Hepatic N-acetyltransferases: Selective inactivation in vivo by a carcinogenic N-arylhydroxamic acid

Abstract

N-Hydroxy-2-acetamidofluorene ( N-OH-AAF), a carcinogenic N-arylhydroxamic acid, is a selective and irreversible inhibitor of arylamine N-acetyltransferase (NAT) activity in vitro. The present study demonstrates that intraperitoneal administration of ( N-OH-AAF) to hamsters caused an irreversible reduction of the hepatic transacetylase activity that catalyzes the transfer of the acetyl group from NOH-AAF to 4-aminoazobenzene (AAB), but did not affect the acetyl coenzyme A (CoASAc) dependent NAT that is responsible for acetylation of p-aminobenzoic acid (PABA). A 40% loss of N-OHAAF:AAB transacetylase activity occurred 4 hr after administration of 50 mg/kg of N-OH-AAF. To determine whether biotransformation of N-OH-AAF is a factor in determining its ability to inactivate N-OH-AAF:AAF transacetylase activity in vivo, the enzyme-inducing agent phenobarbital and the esterase/acylamidase inhibitor bis( p-nitrophenyl)phosphate (BNPP) were administered to the animals prior to the administration of N-OH-AAF. The loss of N-OH-AAF:AAB transacetylase activity was prevented by treatment of the animals with either phenobarbital or with BNPP. The ability of the esterase/acylamidase inhibitor, BNPP, to prevent the N-OH-AAF-mediated loss of transacetylase activity indicates that, in contrast to the inactivation process in vitro, esterase-catalyzed deacetylation of N-OH-AAF may be required for transacetylase inactivation in vivo.

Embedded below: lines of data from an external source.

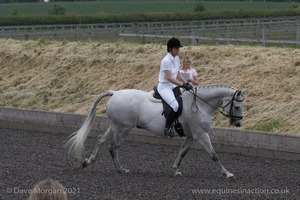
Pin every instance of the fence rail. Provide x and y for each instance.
(284, 31)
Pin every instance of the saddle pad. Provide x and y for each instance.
(151, 98)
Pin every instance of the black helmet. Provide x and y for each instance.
(173, 42)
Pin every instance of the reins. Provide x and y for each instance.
(230, 115)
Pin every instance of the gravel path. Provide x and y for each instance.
(27, 157)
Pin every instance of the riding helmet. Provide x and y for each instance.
(173, 42)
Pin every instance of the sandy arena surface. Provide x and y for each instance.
(27, 157)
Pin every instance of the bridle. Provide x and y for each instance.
(230, 115)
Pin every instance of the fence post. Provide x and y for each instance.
(263, 36)
(193, 40)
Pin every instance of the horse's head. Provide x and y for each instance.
(234, 106)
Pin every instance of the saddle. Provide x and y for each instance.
(177, 125)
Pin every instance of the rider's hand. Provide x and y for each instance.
(187, 86)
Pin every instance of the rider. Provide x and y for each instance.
(169, 78)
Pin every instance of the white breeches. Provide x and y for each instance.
(166, 92)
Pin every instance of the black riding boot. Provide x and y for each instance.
(170, 118)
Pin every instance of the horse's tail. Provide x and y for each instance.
(76, 142)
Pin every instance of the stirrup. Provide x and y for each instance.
(178, 128)
(169, 132)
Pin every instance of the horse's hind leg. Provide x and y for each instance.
(183, 151)
(100, 140)
(204, 140)
(120, 133)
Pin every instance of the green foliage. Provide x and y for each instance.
(199, 7)
(57, 10)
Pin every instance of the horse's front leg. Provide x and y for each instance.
(183, 151)
(204, 140)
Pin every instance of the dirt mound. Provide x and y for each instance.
(68, 76)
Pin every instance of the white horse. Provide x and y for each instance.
(131, 108)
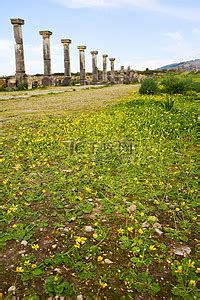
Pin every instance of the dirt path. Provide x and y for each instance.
(61, 102)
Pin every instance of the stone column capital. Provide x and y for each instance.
(17, 21)
(66, 41)
(45, 33)
(94, 52)
(81, 48)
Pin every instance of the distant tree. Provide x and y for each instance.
(149, 86)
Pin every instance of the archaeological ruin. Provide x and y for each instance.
(66, 78)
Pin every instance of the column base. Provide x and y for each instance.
(46, 81)
(21, 78)
(83, 82)
(66, 81)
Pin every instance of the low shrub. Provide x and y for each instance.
(149, 86)
(174, 85)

It is proposed that in vivo the endogenous acetyl donor, CoASAc, acetylates the enzyme and prevents the deacetylation of N-OHAAF by NAT, thereby impeding the N-OH-AAF-mediated inactivation process, but facilitating enzyme inactivation by N-hydroxy-2-aminofluorene. The latter proposal was supported by the demonstration that CoASAc inhibited the in vitro inactivation of N-OH-AAF:AAB transacetylase activity by N-OHAAF.